Thursday, 4 April 2019

Optimising XC8 - Accessing Struct Members By Pointer

When passing struct data by pointer to a C function, the arrow operator "->" is typically used to dereference the pointer and access the value of a member.

On PIC 8-bit microcontrollers, using the MPLAB XC8 compiler, each access to a struct member from a pointer requires additional instructions to first deference the pointer before the value is made available. This may produce bloated code, resulting in a larger program and slower execution.

Version 2.00 of the XC8 compiler was used for this article. Optimization level was set to "1" (the highest level available in Free mode), and the target MCU was arbitrarily selected as PIC18F46J50.

Consider the following example:
#include <xc.h>
#include <stdint.h>

typedef struct
{
    uint8_t data[16];
} LARGESTRUCT_T;

static void modifyData(LARGESTRUCT_T *pdata)
{
    pdata->data[0] = 0;    // Access struct member directly.
    pdata->data[1] = 1;
    pdata->data[2] = 2;
    pdata->data[3] = 3;
    pdata->data[4] = 4;
    pdata->data[5] = 5;
    pdata->data[6] = 6;
    pdata->data[7] = 7;
    pdata->data[8] = 8;
    pdata->data[9] = 9;
    pdata->data[10] = 10;
    pdata->data[11] = 11;
    pdata->data[12] = 12;
    pdata->data[13] = 13;
    pdata->data[14] = 14;
    pdata->data[15] = 15;
}

static void useData(const LARGESTRUCT_T *pdata)
{
    // Do something useful with data here.
}

void main(void)
{
    LARGESTRUCT_T data;
    
    for(;;)
    {
        modifyData(&data);
        useData(&data);
    }
}
The space requirements for the above code:

We are primarily concerned with the data and program memory used, which are 18 bytes of data memory, and 288 bytes of program memory.

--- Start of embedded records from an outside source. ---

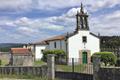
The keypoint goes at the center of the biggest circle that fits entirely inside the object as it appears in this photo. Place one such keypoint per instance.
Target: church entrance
(84, 58)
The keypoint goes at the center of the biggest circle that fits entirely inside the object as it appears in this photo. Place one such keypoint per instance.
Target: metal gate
(74, 71)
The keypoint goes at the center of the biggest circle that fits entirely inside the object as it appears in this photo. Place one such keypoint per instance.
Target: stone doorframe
(88, 56)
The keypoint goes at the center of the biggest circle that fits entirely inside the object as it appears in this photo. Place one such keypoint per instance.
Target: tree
(107, 57)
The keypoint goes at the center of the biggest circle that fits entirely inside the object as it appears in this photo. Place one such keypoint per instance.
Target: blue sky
(25, 21)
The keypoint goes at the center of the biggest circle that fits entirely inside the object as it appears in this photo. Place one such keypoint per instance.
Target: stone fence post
(96, 67)
(51, 66)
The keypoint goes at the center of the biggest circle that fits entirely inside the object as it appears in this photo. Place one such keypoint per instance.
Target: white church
(79, 44)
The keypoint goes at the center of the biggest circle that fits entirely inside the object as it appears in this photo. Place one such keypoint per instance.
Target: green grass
(77, 68)
(39, 62)
(25, 77)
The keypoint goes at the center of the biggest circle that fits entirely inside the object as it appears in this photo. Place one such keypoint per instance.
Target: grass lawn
(22, 77)
(39, 63)
(67, 68)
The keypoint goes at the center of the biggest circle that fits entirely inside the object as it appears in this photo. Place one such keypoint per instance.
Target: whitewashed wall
(38, 51)
(75, 44)
(60, 44)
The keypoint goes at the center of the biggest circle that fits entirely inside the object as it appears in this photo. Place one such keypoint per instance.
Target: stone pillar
(51, 66)
(96, 67)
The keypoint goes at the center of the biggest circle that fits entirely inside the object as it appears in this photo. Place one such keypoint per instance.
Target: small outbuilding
(21, 57)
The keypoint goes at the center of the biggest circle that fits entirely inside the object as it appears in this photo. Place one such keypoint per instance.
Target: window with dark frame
(84, 39)
(54, 44)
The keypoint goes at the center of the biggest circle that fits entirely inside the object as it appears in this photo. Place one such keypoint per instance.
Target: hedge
(107, 57)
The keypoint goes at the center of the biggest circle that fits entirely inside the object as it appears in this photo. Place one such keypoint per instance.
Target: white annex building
(80, 44)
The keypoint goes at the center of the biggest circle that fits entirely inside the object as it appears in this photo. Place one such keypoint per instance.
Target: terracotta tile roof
(44, 42)
(20, 51)
(60, 37)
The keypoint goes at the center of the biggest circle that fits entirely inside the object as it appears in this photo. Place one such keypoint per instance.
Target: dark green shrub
(118, 62)
(58, 54)
(0, 62)
(107, 57)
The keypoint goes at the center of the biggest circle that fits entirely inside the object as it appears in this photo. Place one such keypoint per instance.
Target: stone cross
(51, 66)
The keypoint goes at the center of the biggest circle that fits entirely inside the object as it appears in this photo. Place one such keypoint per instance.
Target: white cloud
(15, 5)
(25, 5)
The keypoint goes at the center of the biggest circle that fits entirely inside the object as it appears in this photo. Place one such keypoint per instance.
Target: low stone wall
(73, 76)
(112, 73)
(37, 71)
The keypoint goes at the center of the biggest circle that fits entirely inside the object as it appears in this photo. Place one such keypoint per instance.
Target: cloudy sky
(24, 21)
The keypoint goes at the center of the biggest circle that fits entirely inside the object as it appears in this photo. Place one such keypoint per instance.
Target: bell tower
(81, 20)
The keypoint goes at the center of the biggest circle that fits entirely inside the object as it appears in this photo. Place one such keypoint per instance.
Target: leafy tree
(107, 57)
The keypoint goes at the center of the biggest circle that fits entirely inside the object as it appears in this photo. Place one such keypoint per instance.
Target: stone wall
(5, 58)
(112, 73)
(37, 71)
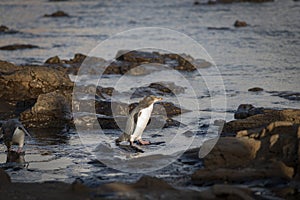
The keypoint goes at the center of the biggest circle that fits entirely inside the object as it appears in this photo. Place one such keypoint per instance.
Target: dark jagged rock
(50, 110)
(5, 29)
(7, 68)
(58, 13)
(269, 153)
(261, 120)
(294, 96)
(247, 110)
(158, 89)
(28, 82)
(18, 47)
(53, 60)
(238, 23)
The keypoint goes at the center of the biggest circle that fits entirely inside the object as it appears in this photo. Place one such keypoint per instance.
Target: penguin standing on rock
(13, 133)
(137, 121)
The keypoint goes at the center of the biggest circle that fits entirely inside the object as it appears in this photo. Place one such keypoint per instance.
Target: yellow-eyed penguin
(13, 133)
(138, 120)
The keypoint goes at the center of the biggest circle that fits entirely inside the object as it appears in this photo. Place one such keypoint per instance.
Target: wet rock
(237, 1)
(4, 178)
(53, 60)
(259, 121)
(167, 87)
(224, 191)
(289, 95)
(158, 89)
(18, 47)
(7, 67)
(162, 108)
(58, 13)
(140, 57)
(269, 153)
(28, 82)
(255, 89)
(50, 110)
(232, 153)
(238, 23)
(247, 110)
(109, 108)
(5, 29)
(105, 91)
(269, 170)
(131, 59)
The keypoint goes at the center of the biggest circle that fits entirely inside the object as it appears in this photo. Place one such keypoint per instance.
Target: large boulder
(258, 121)
(28, 82)
(270, 153)
(50, 110)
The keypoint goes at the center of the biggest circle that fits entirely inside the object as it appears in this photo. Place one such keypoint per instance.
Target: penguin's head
(150, 100)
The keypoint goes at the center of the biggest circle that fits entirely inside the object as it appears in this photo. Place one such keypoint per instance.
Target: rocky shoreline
(257, 155)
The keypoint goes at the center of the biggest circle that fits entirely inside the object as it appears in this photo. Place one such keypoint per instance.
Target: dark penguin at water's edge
(13, 132)
(137, 121)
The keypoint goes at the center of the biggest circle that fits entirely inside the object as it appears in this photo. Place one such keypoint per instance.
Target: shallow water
(263, 54)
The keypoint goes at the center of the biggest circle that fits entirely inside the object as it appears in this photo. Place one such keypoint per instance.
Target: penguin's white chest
(142, 121)
(144, 116)
(18, 137)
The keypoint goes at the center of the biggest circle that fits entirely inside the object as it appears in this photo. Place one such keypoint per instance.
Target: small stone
(238, 23)
(255, 89)
(53, 60)
(57, 14)
(18, 47)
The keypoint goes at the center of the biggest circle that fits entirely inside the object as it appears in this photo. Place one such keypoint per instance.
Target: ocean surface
(264, 54)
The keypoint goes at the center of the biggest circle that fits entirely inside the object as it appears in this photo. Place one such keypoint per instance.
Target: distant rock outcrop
(58, 13)
(13, 47)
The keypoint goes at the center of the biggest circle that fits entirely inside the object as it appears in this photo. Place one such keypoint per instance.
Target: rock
(4, 178)
(238, 23)
(28, 82)
(259, 121)
(5, 29)
(237, 1)
(255, 89)
(140, 57)
(148, 182)
(158, 89)
(51, 110)
(53, 60)
(7, 67)
(18, 47)
(289, 95)
(127, 60)
(247, 110)
(269, 153)
(164, 107)
(224, 191)
(232, 152)
(108, 108)
(57, 14)
(262, 171)
(167, 87)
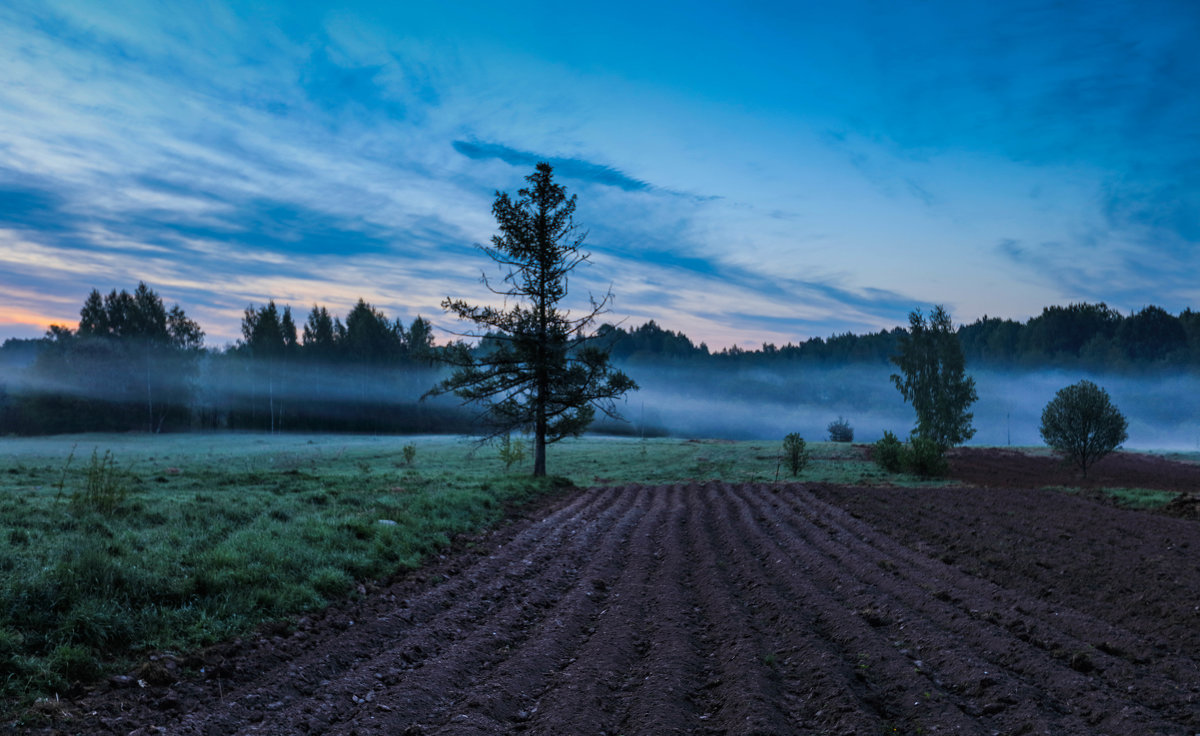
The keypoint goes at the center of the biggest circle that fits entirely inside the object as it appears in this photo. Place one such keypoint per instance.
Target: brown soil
(737, 609)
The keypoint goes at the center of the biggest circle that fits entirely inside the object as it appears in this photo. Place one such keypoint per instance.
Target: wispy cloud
(570, 168)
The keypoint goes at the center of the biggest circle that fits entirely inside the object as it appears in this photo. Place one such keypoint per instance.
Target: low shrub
(796, 453)
(511, 452)
(888, 453)
(919, 456)
(840, 431)
(924, 458)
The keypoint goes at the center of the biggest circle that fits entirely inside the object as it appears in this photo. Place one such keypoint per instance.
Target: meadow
(113, 546)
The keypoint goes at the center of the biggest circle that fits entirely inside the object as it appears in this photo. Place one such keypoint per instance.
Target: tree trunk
(539, 444)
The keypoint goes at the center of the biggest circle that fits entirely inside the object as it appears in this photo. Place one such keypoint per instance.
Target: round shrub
(888, 453)
(1081, 424)
(840, 431)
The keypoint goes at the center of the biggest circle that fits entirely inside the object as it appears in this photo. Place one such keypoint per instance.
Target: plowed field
(736, 609)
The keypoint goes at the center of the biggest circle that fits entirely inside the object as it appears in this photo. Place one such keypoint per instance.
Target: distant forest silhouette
(133, 365)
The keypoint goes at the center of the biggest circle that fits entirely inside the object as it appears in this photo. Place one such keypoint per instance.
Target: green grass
(167, 543)
(1133, 498)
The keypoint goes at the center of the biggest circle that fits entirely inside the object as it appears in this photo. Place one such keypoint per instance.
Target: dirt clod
(739, 609)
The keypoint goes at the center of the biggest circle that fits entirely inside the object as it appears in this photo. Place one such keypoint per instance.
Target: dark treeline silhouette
(133, 365)
(1079, 335)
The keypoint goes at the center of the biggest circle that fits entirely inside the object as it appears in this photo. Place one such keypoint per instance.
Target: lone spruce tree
(934, 378)
(535, 369)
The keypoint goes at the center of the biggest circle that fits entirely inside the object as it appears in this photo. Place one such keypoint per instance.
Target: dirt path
(720, 609)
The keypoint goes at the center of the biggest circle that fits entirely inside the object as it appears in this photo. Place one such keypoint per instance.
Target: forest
(131, 364)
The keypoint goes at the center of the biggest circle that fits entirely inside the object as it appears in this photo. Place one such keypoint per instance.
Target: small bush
(924, 458)
(919, 456)
(1081, 424)
(888, 453)
(840, 431)
(796, 453)
(105, 485)
(511, 452)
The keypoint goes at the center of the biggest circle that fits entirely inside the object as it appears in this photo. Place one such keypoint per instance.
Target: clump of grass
(105, 486)
(510, 452)
(796, 454)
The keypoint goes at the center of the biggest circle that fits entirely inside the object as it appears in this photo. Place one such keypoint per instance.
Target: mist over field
(766, 405)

Taking a look at the machine code produced by the compiler:
;main.c: 12:     pdata->data[1] = 1;
  lfsr 2,1
  movf modifyData@pdata,w,c
  addwf fsr2l,f,c
  movf modifyData@pdata+1,w,c
  addwfc fsr2h,f,c
  movlw 1
  movwf indf2,c
From the above snippet, we see each access to a member requires that its address be placed into the FSR2 register before a value is assigned to the memory address through the INDF2 register.

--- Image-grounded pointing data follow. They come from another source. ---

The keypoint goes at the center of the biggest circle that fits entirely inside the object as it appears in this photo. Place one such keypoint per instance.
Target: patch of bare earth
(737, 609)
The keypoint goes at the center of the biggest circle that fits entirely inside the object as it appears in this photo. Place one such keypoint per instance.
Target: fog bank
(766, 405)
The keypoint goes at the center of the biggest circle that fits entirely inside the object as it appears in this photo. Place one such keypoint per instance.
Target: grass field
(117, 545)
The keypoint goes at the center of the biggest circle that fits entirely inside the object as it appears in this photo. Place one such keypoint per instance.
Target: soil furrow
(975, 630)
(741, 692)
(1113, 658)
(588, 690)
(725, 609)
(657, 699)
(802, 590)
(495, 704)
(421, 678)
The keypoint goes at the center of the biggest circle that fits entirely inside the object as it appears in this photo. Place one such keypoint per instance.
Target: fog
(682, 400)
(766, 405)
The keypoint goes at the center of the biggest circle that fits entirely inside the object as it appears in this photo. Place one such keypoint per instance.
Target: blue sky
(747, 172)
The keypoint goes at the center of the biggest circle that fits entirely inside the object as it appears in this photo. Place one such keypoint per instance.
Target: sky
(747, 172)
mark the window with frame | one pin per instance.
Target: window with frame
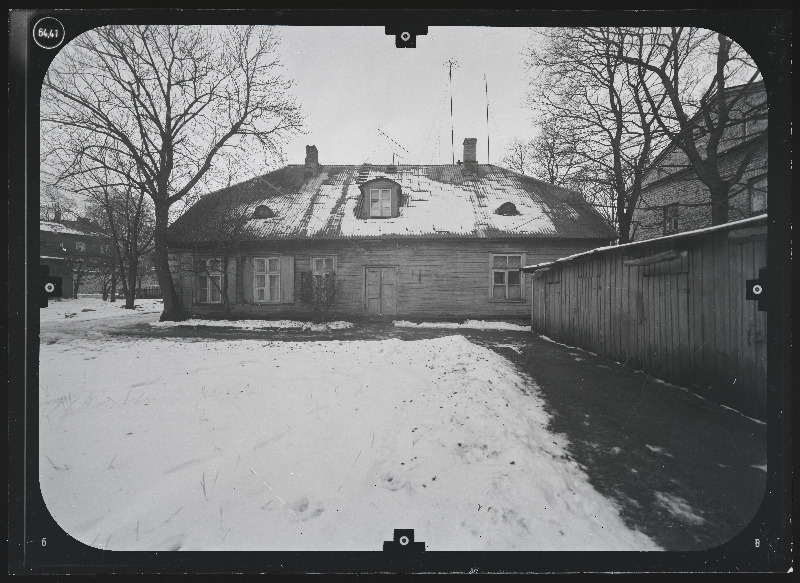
(209, 281)
(380, 202)
(506, 277)
(267, 279)
(671, 218)
(322, 267)
(758, 194)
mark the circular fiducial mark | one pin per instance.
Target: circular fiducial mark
(48, 33)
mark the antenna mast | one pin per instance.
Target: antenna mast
(487, 117)
(452, 63)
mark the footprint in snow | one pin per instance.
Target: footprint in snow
(173, 543)
(304, 510)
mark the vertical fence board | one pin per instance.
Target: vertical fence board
(760, 343)
(747, 330)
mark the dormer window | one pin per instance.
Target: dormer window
(263, 212)
(380, 202)
(382, 198)
(507, 209)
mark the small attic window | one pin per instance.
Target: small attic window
(263, 212)
(507, 209)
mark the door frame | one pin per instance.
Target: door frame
(364, 287)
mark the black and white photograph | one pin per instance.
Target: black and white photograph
(405, 288)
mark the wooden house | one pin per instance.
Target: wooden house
(75, 251)
(416, 241)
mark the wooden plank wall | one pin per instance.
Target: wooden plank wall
(435, 279)
(684, 320)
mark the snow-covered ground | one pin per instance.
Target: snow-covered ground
(471, 324)
(165, 444)
(93, 308)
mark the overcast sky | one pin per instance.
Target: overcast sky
(350, 81)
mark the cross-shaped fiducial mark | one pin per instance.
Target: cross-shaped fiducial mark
(405, 34)
(756, 289)
(49, 287)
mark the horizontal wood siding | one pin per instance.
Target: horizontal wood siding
(684, 320)
(439, 279)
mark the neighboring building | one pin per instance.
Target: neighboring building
(410, 241)
(673, 198)
(77, 252)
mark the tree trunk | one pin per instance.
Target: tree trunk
(161, 255)
(77, 283)
(719, 204)
(113, 297)
(130, 297)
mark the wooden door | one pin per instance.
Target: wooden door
(380, 291)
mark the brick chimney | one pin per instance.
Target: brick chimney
(312, 160)
(470, 154)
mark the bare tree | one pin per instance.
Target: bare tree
(686, 75)
(158, 107)
(126, 219)
(54, 205)
(598, 101)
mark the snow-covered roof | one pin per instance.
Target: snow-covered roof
(59, 228)
(733, 224)
(438, 201)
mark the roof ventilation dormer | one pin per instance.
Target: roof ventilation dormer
(507, 209)
(262, 211)
(363, 174)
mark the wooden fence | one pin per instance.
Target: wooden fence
(674, 307)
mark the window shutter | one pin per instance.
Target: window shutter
(305, 286)
(396, 194)
(287, 279)
(247, 280)
(232, 280)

In some situations, instead of using a pointer to a struct, we can store a local copy of the data. The local copy is then modified as required, before the modified data is copied back to the pointer address:
static void modifyData(LARGESTRUCT_T *pdata)
{
    LARGESTRUCT_T localData = *pdata; // Store local copy of data.
    
    localData.data[0] = 0;            // Modify local copy.
    localData.data[1] = 1;
    localData.data[2] = 2;
    localData.data[3] = 3;
    localData.data[4] = 4;
    localData.data[5] = 5;
    localData.data[6] = 6;
    localData.data[7] = 7;
    localData.data[8] = 8;
    localData.data[9] = 9;
    localData.data[10] = 10;
    localData.data[11] = 11;
    localData.data[12] = 12;
    localData.data[13] = 13;
    localData.data[14] = 14;
    localData.data[15] = 15;

    // Copy modified data back to pointer address.
    *pdata = localData;
}
The machine code produced is greatly simplified:
;main.c: 14:     localData.data[1] = 1;
  movlw 1
  movwf modifyData@localData+1,c
Reviewing the reduced size of the code produced:

The size of the program code produced was halved in this case. However, the amount of data memory has increased by the amount of data we have stored locally in the function (16 bytes). The good news is that as the size of data memory allocated is shared among functions with local storage as the compiler sees fit, you may see minimal increases depending on the rest of your application code.

In many of our projects, the trade off in added data memory requirements is worth the program memory and CPU cycles saved.